The cell surface tyrosine kinase receptor PDGFRA (platelet derived growth factor receptor, alpha polypeptide) is critical in embryonic development (in particular, skeletal development and neural tube closure), and in cell proliferation, migration, and differentiation. Mutations in and fusion genes including the human PDGFRA gene are associated with cancers such as chronic myeloid leukemia, hematolymphoid neoplasm, and gastrointestinal stromal tumors.
These mice carry a point mutation in the PI3K (phosphatidylinositol 3-kinase) binding site. PI3K is the major downstream effector protein of PDGFRA.

Mice that are heterozygous for the knock-in targeted mutation are viable and fertile. Homozygotes exhibit a neonatal lethal phenotype: most homozygotes die just after birth, any surviving homozygotes die by postnatal day 16.
Expression of PDGFRA receptor protein in homozygotes is similar to wildtype control levels as detected by Western blots of knock-in mutant embryo and primary mesenchymal cell lysates.

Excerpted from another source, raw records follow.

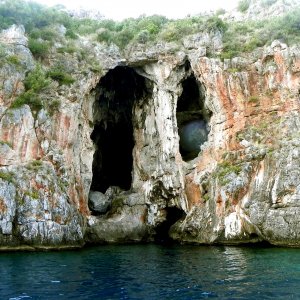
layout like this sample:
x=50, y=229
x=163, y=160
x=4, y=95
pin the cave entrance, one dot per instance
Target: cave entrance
x=117, y=93
x=192, y=117
x=173, y=214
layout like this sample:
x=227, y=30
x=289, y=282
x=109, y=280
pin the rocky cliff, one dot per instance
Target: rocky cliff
x=163, y=142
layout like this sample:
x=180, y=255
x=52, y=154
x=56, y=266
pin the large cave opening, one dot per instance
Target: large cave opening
x=192, y=117
x=117, y=93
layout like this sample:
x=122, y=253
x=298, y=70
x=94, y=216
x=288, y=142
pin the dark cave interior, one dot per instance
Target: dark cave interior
x=173, y=214
x=118, y=91
x=192, y=118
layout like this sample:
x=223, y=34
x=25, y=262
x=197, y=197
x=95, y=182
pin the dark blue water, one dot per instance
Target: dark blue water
x=152, y=272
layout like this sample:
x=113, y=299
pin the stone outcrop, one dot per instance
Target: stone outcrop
x=243, y=186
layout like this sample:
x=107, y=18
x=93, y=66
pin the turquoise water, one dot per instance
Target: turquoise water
x=152, y=272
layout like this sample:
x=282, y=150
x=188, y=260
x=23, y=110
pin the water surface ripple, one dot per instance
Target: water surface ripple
x=152, y=272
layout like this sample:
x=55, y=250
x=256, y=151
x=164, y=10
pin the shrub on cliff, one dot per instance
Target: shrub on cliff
x=39, y=49
x=243, y=5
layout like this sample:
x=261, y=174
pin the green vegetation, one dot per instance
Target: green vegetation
x=7, y=176
x=34, y=165
x=13, y=59
x=54, y=107
x=224, y=169
x=267, y=3
x=39, y=49
x=9, y=144
x=43, y=25
x=35, y=83
x=32, y=194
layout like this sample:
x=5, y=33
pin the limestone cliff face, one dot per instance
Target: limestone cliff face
x=242, y=185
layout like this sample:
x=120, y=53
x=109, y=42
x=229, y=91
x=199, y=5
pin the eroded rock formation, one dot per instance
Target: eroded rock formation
x=116, y=138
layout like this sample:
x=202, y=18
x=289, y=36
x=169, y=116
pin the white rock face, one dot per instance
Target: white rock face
x=244, y=185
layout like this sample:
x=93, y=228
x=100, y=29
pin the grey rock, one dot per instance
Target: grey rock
x=99, y=202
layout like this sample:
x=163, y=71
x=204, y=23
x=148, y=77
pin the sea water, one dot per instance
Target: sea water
x=152, y=272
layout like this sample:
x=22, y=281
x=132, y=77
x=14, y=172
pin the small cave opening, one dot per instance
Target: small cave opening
x=173, y=214
x=117, y=93
x=192, y=117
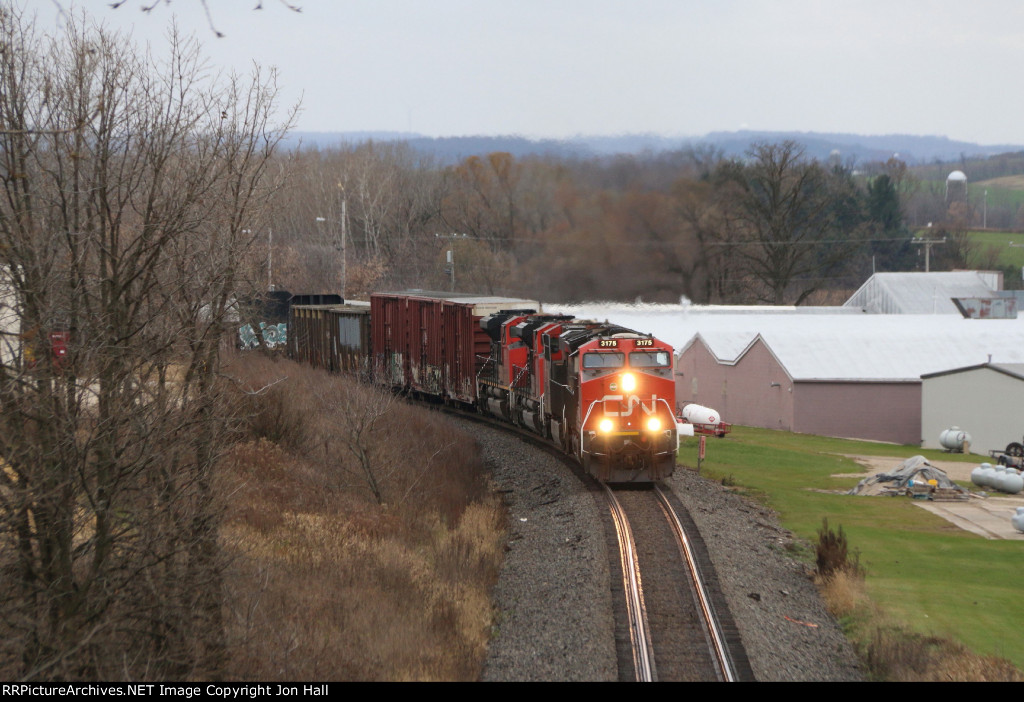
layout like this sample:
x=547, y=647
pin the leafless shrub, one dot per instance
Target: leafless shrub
x=895, y=654
x=833, y=554
x=129, y=186
x=330, y=583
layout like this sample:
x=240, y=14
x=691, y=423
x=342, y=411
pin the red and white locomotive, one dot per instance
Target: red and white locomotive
x=602, y=393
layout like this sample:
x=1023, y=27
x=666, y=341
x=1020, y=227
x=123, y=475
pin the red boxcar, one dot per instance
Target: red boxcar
x=431, y=343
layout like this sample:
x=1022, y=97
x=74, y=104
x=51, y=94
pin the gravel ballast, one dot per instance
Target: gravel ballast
x=553, y=598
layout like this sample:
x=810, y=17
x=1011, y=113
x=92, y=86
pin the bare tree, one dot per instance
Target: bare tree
x=130, y=189
x=794, y=220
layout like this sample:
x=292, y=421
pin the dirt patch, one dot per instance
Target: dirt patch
x=986, y=516
x=884, y=464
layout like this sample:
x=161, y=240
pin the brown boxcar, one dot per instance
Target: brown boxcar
x=431, y=343
x=332, y=337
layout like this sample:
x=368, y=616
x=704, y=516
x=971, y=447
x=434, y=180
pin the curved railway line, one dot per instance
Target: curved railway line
x=676, y=632
x=672, y=620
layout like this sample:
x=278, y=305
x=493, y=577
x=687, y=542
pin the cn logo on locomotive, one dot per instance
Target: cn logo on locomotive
x=632, y=402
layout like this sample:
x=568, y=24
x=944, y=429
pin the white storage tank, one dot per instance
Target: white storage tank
x=954, y=439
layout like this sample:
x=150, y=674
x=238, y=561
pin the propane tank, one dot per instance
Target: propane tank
x=1018, y=519
x=694, y=413
x=953, y=439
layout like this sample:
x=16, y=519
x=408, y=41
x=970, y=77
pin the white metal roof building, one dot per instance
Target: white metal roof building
x=826, y=370
x=923, y=293
x=983, y=399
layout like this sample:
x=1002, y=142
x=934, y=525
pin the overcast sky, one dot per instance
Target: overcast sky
x=561, y=68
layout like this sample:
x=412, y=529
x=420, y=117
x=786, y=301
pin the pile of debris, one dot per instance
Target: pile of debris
x=915, y=478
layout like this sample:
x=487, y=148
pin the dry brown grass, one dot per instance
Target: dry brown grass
x=326, y=583
x=898, y=655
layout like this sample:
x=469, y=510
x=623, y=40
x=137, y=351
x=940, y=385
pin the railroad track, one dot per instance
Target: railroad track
x=673, y=625
x=674, y=629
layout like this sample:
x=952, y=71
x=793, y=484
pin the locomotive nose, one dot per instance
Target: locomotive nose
x=629, y=382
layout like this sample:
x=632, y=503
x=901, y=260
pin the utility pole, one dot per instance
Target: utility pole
x=450, y=255
x=928, y=248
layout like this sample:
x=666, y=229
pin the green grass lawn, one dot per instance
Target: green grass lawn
x=1001, y=240
x=923, y=572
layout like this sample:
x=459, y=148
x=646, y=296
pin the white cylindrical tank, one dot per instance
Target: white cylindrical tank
x=695, y=413
x=953, y=439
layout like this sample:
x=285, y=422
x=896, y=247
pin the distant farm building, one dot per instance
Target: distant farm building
x=923, y=293
x=980, y=399
x=834, y=371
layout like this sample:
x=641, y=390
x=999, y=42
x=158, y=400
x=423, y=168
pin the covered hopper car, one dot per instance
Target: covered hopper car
x=600, y=392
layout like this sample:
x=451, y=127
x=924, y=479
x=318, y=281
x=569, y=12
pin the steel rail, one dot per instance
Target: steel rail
x=717, y=639
x=643, y=660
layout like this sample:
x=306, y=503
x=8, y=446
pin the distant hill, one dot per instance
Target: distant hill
x=850, y=147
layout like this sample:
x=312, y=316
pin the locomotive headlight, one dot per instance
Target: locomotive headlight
x=629, y=382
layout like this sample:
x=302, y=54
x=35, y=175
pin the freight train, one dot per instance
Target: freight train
x=600, y=392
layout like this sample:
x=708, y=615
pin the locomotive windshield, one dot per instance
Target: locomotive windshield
x=650, y=359
x=610, y=359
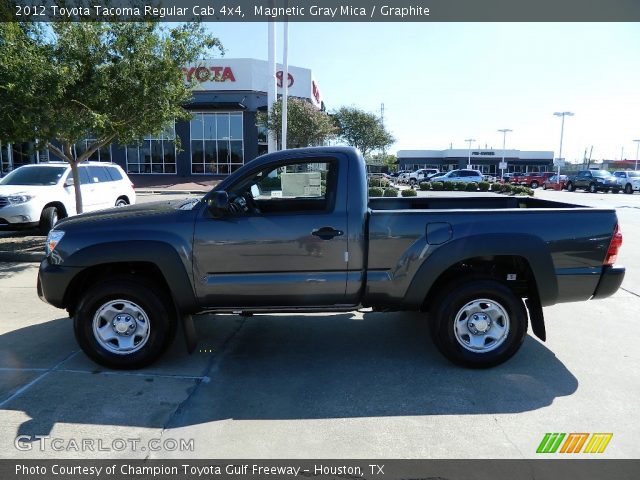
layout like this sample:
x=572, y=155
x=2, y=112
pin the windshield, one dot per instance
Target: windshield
x=34, y=176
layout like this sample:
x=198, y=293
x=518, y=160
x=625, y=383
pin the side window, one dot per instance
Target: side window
x=98, y=174
x=114, y=173
x=308, y=186
x=84, y=176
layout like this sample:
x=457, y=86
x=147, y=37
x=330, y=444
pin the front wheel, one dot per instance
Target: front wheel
x=123, y=323
x=478, y=324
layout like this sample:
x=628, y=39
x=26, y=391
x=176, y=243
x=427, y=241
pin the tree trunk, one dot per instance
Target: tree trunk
x=76, y=186
x=76, y=175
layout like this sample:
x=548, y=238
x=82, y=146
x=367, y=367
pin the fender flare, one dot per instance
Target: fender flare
x=529, y=247
x=174, y=267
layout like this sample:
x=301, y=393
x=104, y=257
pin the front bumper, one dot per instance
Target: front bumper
x=53, y=282
x=610, y=281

Homozygotes that survive past the neonatal stage are 40% smaller in size than wildtype controls and exhibit cleft palate with incomplete penetrance (71%). Newborn homozygotes have an emphysema-like lung phenotype with failed alveolar septation, and abnormal skeletal development (abnormal cervical vertebrae, abnormal shoulder girdle, spina bifida, failed sternum closure). Hypomyelination is observed in the cerebellum, corpus callosum and spinal cord, but not in all regions of the CNS.

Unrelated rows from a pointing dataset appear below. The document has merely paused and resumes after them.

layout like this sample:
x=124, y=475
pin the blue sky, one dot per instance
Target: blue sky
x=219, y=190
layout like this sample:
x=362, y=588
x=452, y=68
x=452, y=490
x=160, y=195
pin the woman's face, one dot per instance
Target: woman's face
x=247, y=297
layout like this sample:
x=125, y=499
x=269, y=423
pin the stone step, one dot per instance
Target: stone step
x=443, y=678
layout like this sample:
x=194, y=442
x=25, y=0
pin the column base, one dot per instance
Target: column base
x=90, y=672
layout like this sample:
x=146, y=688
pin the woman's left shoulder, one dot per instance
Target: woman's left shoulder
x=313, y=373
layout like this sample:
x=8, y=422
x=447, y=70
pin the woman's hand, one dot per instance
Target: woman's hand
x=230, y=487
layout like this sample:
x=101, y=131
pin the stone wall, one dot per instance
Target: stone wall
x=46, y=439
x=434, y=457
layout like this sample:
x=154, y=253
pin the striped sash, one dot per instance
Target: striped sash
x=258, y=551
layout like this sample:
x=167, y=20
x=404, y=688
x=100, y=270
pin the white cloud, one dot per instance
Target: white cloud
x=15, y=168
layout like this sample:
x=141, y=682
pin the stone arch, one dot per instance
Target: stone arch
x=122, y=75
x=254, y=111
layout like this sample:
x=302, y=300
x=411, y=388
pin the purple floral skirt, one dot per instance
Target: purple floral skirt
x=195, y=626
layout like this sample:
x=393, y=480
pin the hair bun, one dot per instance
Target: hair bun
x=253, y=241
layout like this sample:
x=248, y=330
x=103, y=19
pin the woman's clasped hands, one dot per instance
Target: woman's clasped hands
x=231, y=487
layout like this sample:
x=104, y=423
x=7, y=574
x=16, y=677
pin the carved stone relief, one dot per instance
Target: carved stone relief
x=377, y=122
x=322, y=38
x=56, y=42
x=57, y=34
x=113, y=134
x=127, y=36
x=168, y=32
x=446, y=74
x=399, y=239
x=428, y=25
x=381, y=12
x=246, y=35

Homozygous E18.5 embryos display defective somite-derived cell migration and impaired lumbar vertebral arch formation.
Akt (protein kinase B)is not phosphorylated in homozygous animals. Heterozygous embryos have fewer oligodendrocyte progenitor cells compared with wildtype controls and exhibit impaired oligodendrocyte progenitor cell migration. These mice still carry the neo selection cassette.